Boop did not arrive in a loveless vacuum. I had endured at least three serious relationships to that point. A high school sweetheart sat heartbroken in St. Louis, and a Mizzou co-ed had broken my heart by dumping me the year before to stick with her high school boyfriend. Then, there was a girl named Pixie attending one of the girls colleges in Columbia. Everyone should have an old girlfriend named Pixie. She was still in the picture at the start of the year, and for a while I juggled her with Boop. But Boop won out with her reaction when I told her I had decided to go steady with Pixie. She laughed in my face. So I broke up with Pixie and went steady with Boop.
Just as our relationship grew tighter, my best friends started peeling off to lives of their own. Suddenly one day, I looked around to realize my entourage had boiled away to myself, my last remaining roommate, and Boop. But Boop was two years behind. I realized I had started thinking in terms of "us" when I noticed I had decided I needed to resolve the future.
So, in a drunken haze one night at a party, I slobbered something like, "We should get married." I expected her sarcastic laugh again, but instead I got a wink and a nod. She, too, had reached a point where she wanted something new for a lifestyle. I had already agreed to take that job in Flint and the options seemed clear. We either got married or broke up. Marriage suddenly looked like a pretty interesting adventure of its own.

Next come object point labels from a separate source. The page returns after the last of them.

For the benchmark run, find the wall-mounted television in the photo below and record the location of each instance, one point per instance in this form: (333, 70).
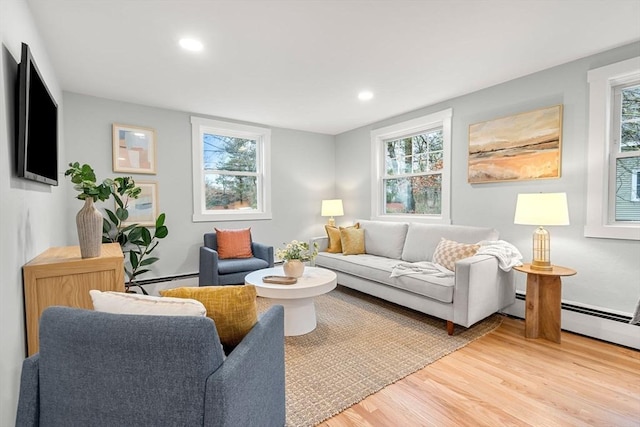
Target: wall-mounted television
(37, 124)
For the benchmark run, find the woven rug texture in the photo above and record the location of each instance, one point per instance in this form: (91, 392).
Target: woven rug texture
(361, 345)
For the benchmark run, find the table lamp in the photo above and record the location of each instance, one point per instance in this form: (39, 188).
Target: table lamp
(542, 209)
(332, 208)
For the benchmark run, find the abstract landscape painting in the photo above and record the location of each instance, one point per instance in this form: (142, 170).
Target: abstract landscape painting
(520, 147)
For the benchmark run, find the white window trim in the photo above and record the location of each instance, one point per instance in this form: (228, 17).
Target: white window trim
(263, 137)
(601, 81)
(378, 136)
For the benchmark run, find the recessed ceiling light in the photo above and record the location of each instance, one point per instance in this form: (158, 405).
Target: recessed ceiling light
(365, 95)
(191, 44)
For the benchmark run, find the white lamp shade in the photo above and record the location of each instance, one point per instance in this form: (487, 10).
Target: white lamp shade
(542, 209)
(332, 208)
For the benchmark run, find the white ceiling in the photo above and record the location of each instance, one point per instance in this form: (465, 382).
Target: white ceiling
(300, 64)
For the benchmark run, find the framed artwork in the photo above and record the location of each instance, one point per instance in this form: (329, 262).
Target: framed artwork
(134, 149)
(144, 209)
(524, 146)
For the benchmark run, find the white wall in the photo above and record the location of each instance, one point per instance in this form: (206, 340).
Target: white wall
(608, 270)
(31, 214)
(303, 173)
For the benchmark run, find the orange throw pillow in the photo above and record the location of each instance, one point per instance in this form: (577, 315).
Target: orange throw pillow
(234, 243)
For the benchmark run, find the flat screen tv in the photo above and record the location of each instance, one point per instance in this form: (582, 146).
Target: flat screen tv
(37, 124)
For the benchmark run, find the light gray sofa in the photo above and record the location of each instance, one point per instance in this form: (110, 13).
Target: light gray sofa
(478, 289)
(103, 369)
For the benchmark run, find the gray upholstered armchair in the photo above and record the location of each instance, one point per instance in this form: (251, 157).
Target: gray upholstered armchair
(216, 271)
(102, 369)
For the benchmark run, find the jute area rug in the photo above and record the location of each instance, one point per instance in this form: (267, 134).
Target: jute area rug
(361, 345)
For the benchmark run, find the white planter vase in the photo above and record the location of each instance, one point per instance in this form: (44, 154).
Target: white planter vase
(89, 224)
(293, 268)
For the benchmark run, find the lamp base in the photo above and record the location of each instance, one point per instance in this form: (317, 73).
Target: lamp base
(541, 265)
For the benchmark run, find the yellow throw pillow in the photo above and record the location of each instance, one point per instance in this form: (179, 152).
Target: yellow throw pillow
(352, 240)
(232, 308)
(333, 233)
(448, 252)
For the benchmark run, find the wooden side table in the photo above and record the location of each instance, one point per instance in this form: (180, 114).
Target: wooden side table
(60, 276)
(543, 301)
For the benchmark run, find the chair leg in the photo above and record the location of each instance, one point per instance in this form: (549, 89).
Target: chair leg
(450, 327)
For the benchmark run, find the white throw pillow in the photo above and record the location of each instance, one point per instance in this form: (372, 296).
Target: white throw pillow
(124, 303)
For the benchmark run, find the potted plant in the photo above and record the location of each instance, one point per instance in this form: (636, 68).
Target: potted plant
(294, 255)
(136, 241)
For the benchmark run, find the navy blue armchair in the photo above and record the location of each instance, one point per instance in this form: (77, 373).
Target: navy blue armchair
(215, 271)
(101, 369)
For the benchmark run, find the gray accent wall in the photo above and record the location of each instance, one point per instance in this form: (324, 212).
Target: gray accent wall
(608, 270)
(302, 174)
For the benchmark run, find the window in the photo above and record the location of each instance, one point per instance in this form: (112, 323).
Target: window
(410, 162)
(231, 179)
(613, 208)
(625, 153)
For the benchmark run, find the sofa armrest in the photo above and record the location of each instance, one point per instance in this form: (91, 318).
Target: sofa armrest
(481, 289)
(208, 273)
(249, 388)
(29, 401)
(323, 243)
(263, 251)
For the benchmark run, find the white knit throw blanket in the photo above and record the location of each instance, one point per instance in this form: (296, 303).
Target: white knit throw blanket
(508, 255)
(423, 267)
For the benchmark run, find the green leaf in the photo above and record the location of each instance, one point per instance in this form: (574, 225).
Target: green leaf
(114, 219)
(161, 232)
(133, 259)
(160, 220)
(122, 214)
(146, 236)
(148, 261)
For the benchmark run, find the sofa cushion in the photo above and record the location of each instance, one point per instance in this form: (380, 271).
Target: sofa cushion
(232, 308)
(352, 240)
(234, 243)
(422, 239)
(126, 303)
(238, 265)
(384, 238)
(448, 252)
(378, 269)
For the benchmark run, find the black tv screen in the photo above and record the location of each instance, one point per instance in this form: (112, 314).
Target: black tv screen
(37, 127)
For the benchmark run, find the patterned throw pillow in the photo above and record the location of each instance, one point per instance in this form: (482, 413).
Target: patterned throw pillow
(335, 243)
(352, 240)
(448, 252)
(232, 308)
(125, 303)
(234, 243)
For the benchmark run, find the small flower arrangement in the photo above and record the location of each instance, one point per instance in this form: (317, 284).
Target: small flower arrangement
(297, 250)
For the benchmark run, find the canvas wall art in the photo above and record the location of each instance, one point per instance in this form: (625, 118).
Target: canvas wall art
(524, 146)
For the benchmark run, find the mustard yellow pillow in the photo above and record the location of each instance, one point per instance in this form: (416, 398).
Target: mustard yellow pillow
(352, 240)
(333, 233)
(232, 308)
(448, 252)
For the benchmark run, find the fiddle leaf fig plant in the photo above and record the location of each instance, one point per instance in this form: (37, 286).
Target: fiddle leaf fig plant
(137, 241)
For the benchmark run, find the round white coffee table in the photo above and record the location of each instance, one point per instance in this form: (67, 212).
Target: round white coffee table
(297, 299)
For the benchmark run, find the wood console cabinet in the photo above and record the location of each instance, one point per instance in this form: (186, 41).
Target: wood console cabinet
(59, 276)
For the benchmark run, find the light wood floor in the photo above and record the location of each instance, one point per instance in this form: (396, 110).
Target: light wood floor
(503, 379)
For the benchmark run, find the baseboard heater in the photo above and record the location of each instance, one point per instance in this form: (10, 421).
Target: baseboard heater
(588, 311)
(165, 279)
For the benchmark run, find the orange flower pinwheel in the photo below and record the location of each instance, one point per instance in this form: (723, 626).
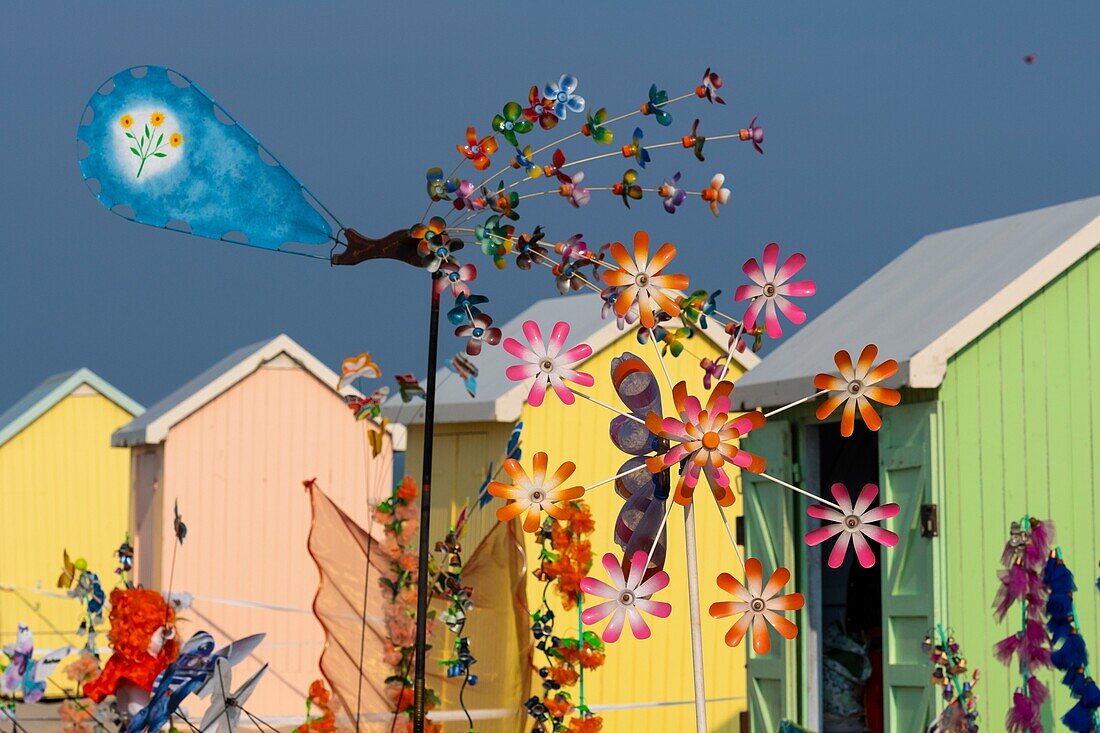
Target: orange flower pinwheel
(757, 605)
(855, 389)
(704, 439)
(640, 280)
(477, 151)
(531, 495)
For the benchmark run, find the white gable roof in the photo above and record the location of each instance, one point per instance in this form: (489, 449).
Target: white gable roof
(152, 427)
(932, 301)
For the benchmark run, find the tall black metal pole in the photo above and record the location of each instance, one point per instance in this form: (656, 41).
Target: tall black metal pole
(419, 698)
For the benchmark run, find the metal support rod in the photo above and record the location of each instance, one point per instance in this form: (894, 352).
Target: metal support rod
(696, 626)
(419, 690)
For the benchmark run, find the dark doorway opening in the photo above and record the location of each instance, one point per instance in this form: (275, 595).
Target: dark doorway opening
(850, 597)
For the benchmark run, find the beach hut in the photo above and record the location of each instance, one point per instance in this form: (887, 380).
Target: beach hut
(64, 488)
(644, 686)
(994, 328)
(232, 448)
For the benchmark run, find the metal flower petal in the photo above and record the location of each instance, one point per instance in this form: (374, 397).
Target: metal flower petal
(628, 597)
(857, 387)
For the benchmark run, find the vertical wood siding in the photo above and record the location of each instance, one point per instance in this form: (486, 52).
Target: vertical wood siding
(656, 669)
(62, 487)
(237, 467)
(1022, 433)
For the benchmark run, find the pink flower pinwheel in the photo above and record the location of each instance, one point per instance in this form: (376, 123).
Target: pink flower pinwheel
(853, 524)
(457, 277)
(704, 438)
(641, 280)
(771, 290)
(480, 329)
(547, 362)
(757, 605)
(628, 597)
(855, 389)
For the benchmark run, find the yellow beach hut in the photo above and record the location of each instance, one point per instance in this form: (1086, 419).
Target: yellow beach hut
(64, 488)
(644, 686)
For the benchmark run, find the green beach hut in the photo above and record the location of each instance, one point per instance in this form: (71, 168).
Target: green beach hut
(997, 331)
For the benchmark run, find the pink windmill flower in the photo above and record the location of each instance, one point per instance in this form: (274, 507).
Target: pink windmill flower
(757, 605)
(704, 438)
(457, 277)
(853, 524)
(537, 493)
(640, 280)
(856, 389)
(771, 290)
(547, 362)
(628, 597)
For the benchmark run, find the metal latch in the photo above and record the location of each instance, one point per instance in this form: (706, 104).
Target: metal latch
(930, 521)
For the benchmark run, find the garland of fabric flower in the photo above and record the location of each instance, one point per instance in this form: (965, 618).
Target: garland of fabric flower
(1023, 558)
(1073, 656)
(449, 584)
(960, 714)
(319, 715)
(564, 559)
(399, 518)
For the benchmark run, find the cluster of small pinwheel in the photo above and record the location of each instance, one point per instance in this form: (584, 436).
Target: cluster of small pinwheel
(572, 264)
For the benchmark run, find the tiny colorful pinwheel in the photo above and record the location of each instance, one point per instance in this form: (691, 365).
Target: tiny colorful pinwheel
(658, 98)
(480, 330)
(628, 597)
(562, 97)
(548, 363)
(855, 389)
(710, 87)
(715, 194)
(361, 367)
(757, 605)
(641, 280)
(671, 195)
(752, 132)
(704, 440)
(531, 495)
(457, 277)
(512, 121)
(477, 151)
(595, 130)
(628, 187)
(853, 523)
(771, 290)
(694, 141)
(636, 150)
(539, 109)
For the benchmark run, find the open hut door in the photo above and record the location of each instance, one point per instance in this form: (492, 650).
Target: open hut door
(909, 455)
(769, 536)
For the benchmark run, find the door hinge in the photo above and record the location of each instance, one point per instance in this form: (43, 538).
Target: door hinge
(930, 521)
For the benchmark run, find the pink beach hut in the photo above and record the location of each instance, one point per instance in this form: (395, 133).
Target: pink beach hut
(232, 447)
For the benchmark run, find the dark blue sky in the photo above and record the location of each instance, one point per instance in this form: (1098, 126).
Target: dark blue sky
(884, 121)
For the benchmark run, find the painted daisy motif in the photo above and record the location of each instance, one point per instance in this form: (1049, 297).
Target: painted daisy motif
(770, 290)
(856, 389)
(628, 597)
(757, 605)
(641, 281)
(853, 523)
(548, 363)
(704, 438)
(531, 495)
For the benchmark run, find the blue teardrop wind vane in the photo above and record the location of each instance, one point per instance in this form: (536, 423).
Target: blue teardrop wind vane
(162, 152)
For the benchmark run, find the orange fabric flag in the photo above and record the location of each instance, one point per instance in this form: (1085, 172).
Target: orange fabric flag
(497, 626)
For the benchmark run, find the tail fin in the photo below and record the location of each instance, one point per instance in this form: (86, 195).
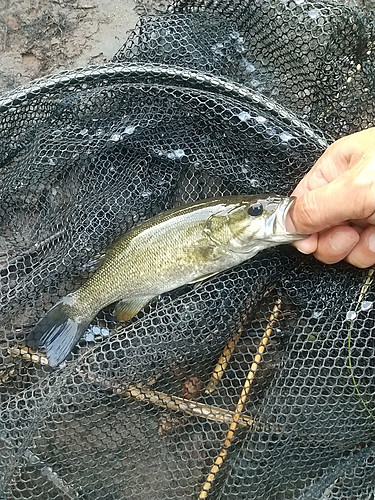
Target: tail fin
(57, 333)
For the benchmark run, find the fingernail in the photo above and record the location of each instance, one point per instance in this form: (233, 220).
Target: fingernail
(289, 224)
(341, 242)
(371, 242)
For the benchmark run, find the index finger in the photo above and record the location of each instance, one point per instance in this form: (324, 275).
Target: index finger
(322, 173)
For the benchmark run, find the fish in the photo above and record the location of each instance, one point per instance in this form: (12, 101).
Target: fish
(184, 245)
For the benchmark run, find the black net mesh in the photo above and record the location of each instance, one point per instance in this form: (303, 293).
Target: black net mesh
(256, 383)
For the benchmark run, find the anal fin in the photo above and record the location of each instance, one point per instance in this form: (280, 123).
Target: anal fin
(126, 309)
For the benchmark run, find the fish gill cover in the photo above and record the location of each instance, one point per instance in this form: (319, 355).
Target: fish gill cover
(256, 383)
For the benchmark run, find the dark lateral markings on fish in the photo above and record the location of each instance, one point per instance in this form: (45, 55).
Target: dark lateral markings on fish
(180, 246)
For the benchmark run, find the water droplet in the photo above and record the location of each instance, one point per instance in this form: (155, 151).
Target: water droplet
(249, 67)
(285, 137)
(244, 116)
(317, 314)
(260, 119)
(350, 315)
(366, 305)
(314, 13)
(115, 137)
(178, 153)
(96, 330)
(254, 183)
(89, 337)
(129, 129)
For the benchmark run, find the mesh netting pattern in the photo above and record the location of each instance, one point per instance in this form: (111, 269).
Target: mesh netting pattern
(210, 99)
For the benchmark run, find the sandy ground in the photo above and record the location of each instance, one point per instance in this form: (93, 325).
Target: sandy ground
(38, 37)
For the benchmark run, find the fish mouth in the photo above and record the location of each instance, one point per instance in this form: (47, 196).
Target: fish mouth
(278, 219)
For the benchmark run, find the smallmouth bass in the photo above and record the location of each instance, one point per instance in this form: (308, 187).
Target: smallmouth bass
(183, 245)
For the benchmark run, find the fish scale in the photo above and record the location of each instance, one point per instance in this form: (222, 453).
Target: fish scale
(180, 246)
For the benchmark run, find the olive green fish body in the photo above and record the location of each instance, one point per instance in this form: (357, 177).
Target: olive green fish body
(181, 246)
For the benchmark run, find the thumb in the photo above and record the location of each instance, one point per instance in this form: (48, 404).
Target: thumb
(324, 207)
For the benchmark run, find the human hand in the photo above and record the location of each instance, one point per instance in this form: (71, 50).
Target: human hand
(336, 203)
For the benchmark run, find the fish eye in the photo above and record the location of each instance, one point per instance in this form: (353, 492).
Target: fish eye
(255, 209)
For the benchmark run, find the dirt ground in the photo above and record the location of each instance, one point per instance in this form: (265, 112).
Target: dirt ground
(38, 37)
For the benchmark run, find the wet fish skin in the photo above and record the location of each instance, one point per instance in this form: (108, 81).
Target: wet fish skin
(183, 245)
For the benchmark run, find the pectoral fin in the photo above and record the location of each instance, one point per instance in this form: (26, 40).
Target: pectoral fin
(126, 309)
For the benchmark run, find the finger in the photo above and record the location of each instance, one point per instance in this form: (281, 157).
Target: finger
(363, 254)
(308, 245)
(334, 244)
(340, 200)
(322, 173)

The next week found us making wedding plans with her astonished father in Kansas City. He didn't look that thrilled, and I guessed he had always imagined his daughter as a college graduate rather than a newspaper reporter's wife in Flint, Michigan. My sympathy for his plight grew even larger a few years later when I calculated we probably got divorced before he had finished paying for the full-blown church ceremony of June 8, 1969.
FIFTEEN
Early 1970s
With my student deferment gone and Vietnam looming just ah
ead, Boop and I approached our move to Flint with a fatalistic view. We figured we'd go up, learn about sharing a life, have a good time, and keep an open mind about the future. We packed everything we owned into a trailer and pulled it to Flint one sunny day in June behind the black 1966 Mustang I had bought with money saved from my part-time jobs. She wanted to continue school up there, working at that point toward some kind of a degree in psychology. But we learned she would not qualify for the affordable Michigan resident tuition until we had lived there a year, and we couldn't afford it until then. But she didn't seem all that upset and found a job in a shoe repair shop just around the corner from The Flint Journal. We rented a furnished apartment just outside Flint and drove back and forth together each day in that Mustang. We settled in to wait on the draft.